At the beginning of this month, Naxos released the sixth volume in its second project to record all of the keyboard sonatas of Antonio Soler. Recordings for the first project were all made by harpsichordist Gilbert Rowland and were released between 1996 and 2007. This time around, each volume, consisting of a single CD, involves a different pianist, all of whom were winners of the Maria Canals International Music Competition, held every year in Barcelona. The pianist on the sixth volume is Stanislav Khristenko, who took first prize at the 59th competition, held in 2013.
This album contains only four sonatas, numbered 63 through 66, following the numbering system of Samuel Rubio, whose edition of the Soler sonatas ran to seven volumes published between 1952 and 1972. Those who have been following these Naxos releases (or are acquainted with Rubio’s publications) probably know that Number 60 in C major (included in the fifth volume of the series) was Soler’s first sonata to consist of more than one movement. This was a major departure from the structural approach taken by Soler’s contemporary, Domenico Scarlatti, who composed almost all single-movement sonatas in binary form (with the exception of a few fugues). Number 60 has only two movements, coupling a leisurely Andantino with a brief Allegro vivo. This is followed by two four-movement sonatas, both of which include minuet movements.
All four sonatas on the new volume consist of three movements, and they all follow roughly the same structural pattern. The middle movement is the Allegro, and it is introduced by a slower movement. Most interesting, however, is that the final movement of each of these sonatas is a fugue. Thus, any “comfortable” expectations that had been established over the course of the first four volumes have now been eliminated. According to the booklet notes by Keith Anderson, these four sonatas are the first of a set of six all of which date from 1777. Scarlatti had died in Madrid in 1757; so it would appear that Soler had been gradually working away from the Baroque conventions that were already in decline when Scarlatti died, seeking out, instead, his own approach to the Classical conventions that were emerging.

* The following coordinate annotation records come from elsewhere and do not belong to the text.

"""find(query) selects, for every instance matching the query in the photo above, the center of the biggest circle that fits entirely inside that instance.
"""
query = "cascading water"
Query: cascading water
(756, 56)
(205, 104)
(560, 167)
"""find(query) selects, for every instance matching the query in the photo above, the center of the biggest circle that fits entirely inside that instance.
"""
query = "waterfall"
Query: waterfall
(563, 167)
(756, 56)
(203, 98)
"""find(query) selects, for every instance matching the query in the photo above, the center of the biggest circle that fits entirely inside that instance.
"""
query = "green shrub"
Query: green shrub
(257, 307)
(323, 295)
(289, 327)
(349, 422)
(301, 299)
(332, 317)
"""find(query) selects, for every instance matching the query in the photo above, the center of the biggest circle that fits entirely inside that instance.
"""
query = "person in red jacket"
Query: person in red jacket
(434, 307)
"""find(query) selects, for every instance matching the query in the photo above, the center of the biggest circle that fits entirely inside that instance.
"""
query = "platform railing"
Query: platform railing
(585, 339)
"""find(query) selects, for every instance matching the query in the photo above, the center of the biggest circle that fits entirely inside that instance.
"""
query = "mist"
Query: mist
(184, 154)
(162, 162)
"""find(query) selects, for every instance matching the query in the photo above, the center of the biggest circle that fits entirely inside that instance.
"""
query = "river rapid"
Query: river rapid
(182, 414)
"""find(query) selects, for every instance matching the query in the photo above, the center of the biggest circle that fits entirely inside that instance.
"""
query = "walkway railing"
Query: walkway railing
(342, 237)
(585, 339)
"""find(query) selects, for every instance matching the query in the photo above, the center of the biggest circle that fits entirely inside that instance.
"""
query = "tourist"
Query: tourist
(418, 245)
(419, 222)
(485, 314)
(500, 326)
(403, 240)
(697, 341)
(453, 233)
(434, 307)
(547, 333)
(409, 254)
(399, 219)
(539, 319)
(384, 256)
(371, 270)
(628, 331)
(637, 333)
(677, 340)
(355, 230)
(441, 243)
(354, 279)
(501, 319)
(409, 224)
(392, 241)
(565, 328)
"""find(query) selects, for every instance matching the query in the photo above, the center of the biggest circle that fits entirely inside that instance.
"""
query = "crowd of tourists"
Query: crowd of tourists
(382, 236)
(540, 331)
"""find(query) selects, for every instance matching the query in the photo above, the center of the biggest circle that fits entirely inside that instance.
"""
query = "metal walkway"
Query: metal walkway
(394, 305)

That makes this new album a fascinating release, particularly for those who thought they knew all about Soler on the basis of his single-movement sonatas. If the younger Soler tended to distinguish himself with flamboyant finger-busting virtuosity, this new release presents us with an older Soler (two years short of his 50th birthday) confident enough to explore new approaches to what a sonata could be. That adventurous nature is all the more interesting when we consider the possibility that Soler’s knowledge of what was happening in the rest of Europe halfway through the eighteenth century was probably relatively limited, if he had any such knowledge at all. (What would he have done had he encountered the work of the teenaged Wolfgang Amadeus Mozart, whose travels never took him across the Pyrenees into the Iberian Peninsula?)